Vogliamo che non ci siano sprechi nella sanità, vogliamo che ci sia la “potatura” dei rami secchi e dunque tagli mirati, giusti e giustificati ma…..vogliamo una sanità che funzioni.
Vogliamo una “sanità normale” non eccellente (siamo stufi delle “eccellenze” usate come specchietto per le allodole). Vogliamo che un cittadino che ha bisogno di essere curato sappia come, dove e quando questo avverrà. Essendo certo che questo “percorso” non rappresenti, un “terreno minato” che rischi di farlo saltare per aria da un momento all’altro..
Oggi la sanità in Calabria è lasciata alla “libera interpretazione” del singolo (sia esso medico o paziente) dove a farla da padrone sono gli “untori della sanità”: medici che utilizzano gli ospedali come “cliniche private” e “pazienti fai da te” che grazie al favore degli amici hanno accesso a qualsiasi prestazione.
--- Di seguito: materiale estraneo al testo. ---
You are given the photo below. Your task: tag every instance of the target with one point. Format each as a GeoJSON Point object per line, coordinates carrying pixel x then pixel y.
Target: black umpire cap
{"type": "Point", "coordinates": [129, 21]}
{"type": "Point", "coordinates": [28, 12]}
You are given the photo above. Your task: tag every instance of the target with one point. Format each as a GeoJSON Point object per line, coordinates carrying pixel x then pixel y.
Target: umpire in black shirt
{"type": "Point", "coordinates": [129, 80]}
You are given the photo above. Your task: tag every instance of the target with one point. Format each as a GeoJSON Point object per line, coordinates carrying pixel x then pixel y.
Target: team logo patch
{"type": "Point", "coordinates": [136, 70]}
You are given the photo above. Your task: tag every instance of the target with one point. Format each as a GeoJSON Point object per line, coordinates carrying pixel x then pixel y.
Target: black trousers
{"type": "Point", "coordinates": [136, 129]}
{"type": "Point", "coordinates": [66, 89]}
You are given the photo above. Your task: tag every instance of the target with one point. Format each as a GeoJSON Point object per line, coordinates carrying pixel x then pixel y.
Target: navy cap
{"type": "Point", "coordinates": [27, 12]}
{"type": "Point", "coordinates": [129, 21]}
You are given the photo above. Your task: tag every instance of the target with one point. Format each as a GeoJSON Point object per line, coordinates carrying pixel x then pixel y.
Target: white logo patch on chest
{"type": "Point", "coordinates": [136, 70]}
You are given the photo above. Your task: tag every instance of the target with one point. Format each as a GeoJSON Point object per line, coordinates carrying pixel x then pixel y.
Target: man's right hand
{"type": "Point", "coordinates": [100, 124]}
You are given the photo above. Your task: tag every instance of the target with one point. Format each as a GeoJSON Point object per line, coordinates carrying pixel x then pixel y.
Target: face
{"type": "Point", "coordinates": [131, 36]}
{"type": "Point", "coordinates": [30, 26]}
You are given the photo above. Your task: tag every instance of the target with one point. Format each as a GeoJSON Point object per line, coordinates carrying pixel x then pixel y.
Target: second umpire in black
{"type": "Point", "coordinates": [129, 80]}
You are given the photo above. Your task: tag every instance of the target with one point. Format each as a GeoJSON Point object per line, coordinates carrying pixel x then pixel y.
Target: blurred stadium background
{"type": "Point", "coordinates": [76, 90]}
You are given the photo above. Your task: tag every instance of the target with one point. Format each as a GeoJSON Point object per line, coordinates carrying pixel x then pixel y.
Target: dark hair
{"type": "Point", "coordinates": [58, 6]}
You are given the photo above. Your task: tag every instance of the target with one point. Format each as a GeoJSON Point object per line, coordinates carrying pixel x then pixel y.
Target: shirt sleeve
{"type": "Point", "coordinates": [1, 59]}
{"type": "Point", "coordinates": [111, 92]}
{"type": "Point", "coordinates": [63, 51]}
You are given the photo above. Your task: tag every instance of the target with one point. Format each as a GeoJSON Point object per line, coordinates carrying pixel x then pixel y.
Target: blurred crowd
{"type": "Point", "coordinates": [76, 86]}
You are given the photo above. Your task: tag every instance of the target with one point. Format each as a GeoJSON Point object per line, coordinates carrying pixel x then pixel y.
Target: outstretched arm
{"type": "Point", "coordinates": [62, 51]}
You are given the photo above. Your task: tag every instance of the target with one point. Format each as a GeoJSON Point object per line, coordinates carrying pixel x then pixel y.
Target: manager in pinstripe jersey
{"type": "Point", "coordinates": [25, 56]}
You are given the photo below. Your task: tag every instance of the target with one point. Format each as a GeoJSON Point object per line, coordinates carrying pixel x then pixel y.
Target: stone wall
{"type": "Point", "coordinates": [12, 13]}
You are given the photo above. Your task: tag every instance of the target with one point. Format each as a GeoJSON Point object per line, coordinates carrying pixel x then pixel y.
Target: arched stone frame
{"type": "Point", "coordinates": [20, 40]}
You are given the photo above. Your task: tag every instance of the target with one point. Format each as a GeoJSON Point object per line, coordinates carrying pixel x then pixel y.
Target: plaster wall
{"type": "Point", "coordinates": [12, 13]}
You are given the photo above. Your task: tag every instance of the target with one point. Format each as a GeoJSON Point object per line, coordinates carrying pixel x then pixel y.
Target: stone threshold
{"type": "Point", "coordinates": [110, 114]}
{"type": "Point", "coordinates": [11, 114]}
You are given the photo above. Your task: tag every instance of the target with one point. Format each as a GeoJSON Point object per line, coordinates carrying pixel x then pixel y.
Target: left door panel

Questa è la “terra del favore” e dello “sfruttamento”: la sanità, in tal senso, non fa eccezione ! Dalla relazione Ricci-Serra sembrerebbe che in Calabria l’attività medica privata (intesa come attività di un medico che si paga nel proprio studio) non esista ! Eccome se esiste ! I medici si “trasportano”, regolarmente, i pazienti negli studi privati fuori dall’ospedale (con la scusa banale che non sono stati approntati gli spazi per la libera attività dentro l’ospedale) dove evitano “accuratamente” di fatturare: ecco perché non vi è traccia di libera attività; di contro i “pazienti furbi” (pazienti si fa per dire) godono dei favori e della compiacenza del personale di servizio, per eseguire gratuitamente prestazioni di ogni genere, dalle semplici analisi agli esami più sofisticati e costosi.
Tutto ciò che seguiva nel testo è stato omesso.